Because of the absence of birth records at the time, Mr Al Dhahiri’s age could not be exactly determined, Dr Al Tamimi said.
“He was a good friend of my father and I believe they were born some time in the 1920s or 30s,” he said.
Despite considering him as he would a close relative, Dr Al Tamimi said he still could not be certain what incentives Mr Al Dhahiri had for sharing news with the public.
“I’m sure some of it was a hobby but you could say it was also partly a commercial move to attract customers to his shop. He seemed like a very simple person but he was very clever and sharp.”
Describing Mr Al Dhahiri as a shrewd businessman, the professor said it was no surprise he opted to focus on developing what was to become a successful real estate enterprise rather than a career in media.
Al Nakhi continued to be published into the 1960s, but posting eventually ceased as the UAE community increasingly digested its news from newspapers, magazines and television, which began to proliferate in the 1970s.
Veteran Emirati author Habib Al Sayegh said it was unfortunate that founding figures of UAE media such as Mr Al Dhahiri were given most attention only after their death.
“His efforts undoubtedly helped to develop media in the UAE but he lived his whole life in the shadows,” said Mr Al Sayegh, who is also chairman of the Emirates Writers Union.
“He should have received praise for his achievements during his lifetime.”

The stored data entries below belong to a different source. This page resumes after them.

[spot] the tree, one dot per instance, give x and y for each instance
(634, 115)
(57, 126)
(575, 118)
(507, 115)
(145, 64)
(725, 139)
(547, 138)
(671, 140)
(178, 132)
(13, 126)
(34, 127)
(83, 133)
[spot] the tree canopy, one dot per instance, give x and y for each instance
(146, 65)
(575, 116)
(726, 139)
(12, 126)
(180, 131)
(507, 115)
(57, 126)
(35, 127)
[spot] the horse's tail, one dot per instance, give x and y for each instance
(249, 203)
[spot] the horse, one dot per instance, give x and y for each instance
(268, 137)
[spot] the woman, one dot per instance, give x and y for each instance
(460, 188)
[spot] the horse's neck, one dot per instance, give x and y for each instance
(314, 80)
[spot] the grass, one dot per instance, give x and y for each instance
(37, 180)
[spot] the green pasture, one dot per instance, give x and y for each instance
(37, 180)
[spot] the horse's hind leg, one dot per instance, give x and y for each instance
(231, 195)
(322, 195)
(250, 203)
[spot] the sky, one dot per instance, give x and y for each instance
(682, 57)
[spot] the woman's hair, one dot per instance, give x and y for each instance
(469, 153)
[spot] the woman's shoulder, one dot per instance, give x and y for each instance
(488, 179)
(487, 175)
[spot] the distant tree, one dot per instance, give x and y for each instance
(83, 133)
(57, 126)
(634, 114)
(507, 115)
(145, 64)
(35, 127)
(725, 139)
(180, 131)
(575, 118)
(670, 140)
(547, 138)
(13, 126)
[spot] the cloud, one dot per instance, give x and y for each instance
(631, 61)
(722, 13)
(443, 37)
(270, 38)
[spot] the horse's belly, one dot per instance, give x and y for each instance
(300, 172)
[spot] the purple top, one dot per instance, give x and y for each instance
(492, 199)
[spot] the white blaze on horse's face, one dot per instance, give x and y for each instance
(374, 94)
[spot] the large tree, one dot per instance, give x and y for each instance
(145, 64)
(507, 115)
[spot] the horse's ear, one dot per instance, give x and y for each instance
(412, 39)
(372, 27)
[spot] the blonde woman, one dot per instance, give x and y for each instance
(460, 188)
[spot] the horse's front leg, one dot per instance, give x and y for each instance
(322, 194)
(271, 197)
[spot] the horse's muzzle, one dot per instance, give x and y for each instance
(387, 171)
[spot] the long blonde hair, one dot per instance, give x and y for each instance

Mr Al Sayegh said the many key figures and events in the evolution of local media were known to only a few scholars and specialists.
“There has to be greater effort in preserving these stories because many of them are undocumented. If our institutes do not make a concerted effort in this matter, we risk losing them for ever,” he said.
Mr Al Dhahiri was laid to rest on Saturday in Al Ain.